The clinical effectiveness and costs of telemedicine in improving the referral process from primary to secondary care were examined in an eight-month prospective, comparative study with one-year follow-up. The internal-medicine outpatient clinics of two Finnish district hospitals were compared--Peijas Hospital (PH) with telemedicine and Hyvinkää Hospital (HH) without it. The three primary-care centres studied referred a total of 292 adult patients to the outpatient clinics. The population-based number of referrals to PH (7.5/1000) from primary-care centres was twice that to HH (3.8/1000).
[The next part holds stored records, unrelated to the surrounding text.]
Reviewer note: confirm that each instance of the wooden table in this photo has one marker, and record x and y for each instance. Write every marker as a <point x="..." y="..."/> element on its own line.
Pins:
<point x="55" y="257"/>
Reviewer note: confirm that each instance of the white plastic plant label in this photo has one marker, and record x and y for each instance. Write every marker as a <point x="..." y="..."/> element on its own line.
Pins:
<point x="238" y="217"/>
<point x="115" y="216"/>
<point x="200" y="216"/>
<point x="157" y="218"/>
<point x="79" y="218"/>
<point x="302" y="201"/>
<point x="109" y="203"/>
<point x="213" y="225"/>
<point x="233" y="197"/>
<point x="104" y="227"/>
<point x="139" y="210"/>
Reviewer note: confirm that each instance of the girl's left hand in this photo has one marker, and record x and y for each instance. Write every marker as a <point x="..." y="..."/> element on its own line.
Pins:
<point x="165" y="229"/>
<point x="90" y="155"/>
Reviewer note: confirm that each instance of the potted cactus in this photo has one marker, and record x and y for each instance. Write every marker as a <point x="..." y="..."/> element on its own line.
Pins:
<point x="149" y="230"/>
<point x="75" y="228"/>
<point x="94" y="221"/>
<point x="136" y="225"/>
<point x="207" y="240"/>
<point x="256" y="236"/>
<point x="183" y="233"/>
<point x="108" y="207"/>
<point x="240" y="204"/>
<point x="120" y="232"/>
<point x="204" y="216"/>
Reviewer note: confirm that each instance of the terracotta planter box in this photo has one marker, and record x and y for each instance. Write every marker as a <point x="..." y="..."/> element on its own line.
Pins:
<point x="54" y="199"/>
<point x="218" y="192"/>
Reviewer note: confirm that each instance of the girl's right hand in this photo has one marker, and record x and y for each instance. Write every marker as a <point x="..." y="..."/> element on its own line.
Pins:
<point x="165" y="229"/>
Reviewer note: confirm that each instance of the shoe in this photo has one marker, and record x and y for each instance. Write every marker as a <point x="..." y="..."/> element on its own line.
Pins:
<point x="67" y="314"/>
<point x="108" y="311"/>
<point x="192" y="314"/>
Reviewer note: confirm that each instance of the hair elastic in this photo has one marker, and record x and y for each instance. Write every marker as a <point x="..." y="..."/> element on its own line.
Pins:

Thirty-seven per cent of referrals to PH included requests from general practitioners for on-line medical advice (teleconsultation). Forty-three per cent of the total number of intranet referrals resulted in outpatient visits at PH, compared with 79% in the outpatient clinic at HH. Only 18% of the patients receiving a teleconsultation ended up in the outpatient department of PH within one year. These visits were mainly due to progression of chronic disease. No deaths or missed diagnoses could be attributed to telemedicine, but one diagnosis was delayed. The direct costs of an outpatient clinic visit in internal medicine (EU211) were seven times greater per patient than for an e-mail consultation (EU32), with a marginal cost decrease of EU179 for every new intranet consultation. A cost-minimization analysis of the alternative interventions showed a net benefit of EU7876 in favour of the teleconsultation process. General practitioners sought an outpatient visit for 130 of their patients, and advice only for another 77. On-line advice was nonetheless given in 108 cases, and only 88 patient visits were arranged. Eleven referrals were declined. The cost difference between giving on-line medical advice for the 108 cases and a visit to the outpatient clinic for the other 88 was less costly (by EU4140) than investigating the 124 patients whose original clinic referrals to the PH were not declined. Productivity in the hospital increased over threefold by using e-mail consultations instead of traditional outpatient visits. The wide interactive use of the intranet referral system between secondary and primary care improved clinical effectiveness, lowered direct costs, increased productivity and was cost-effective.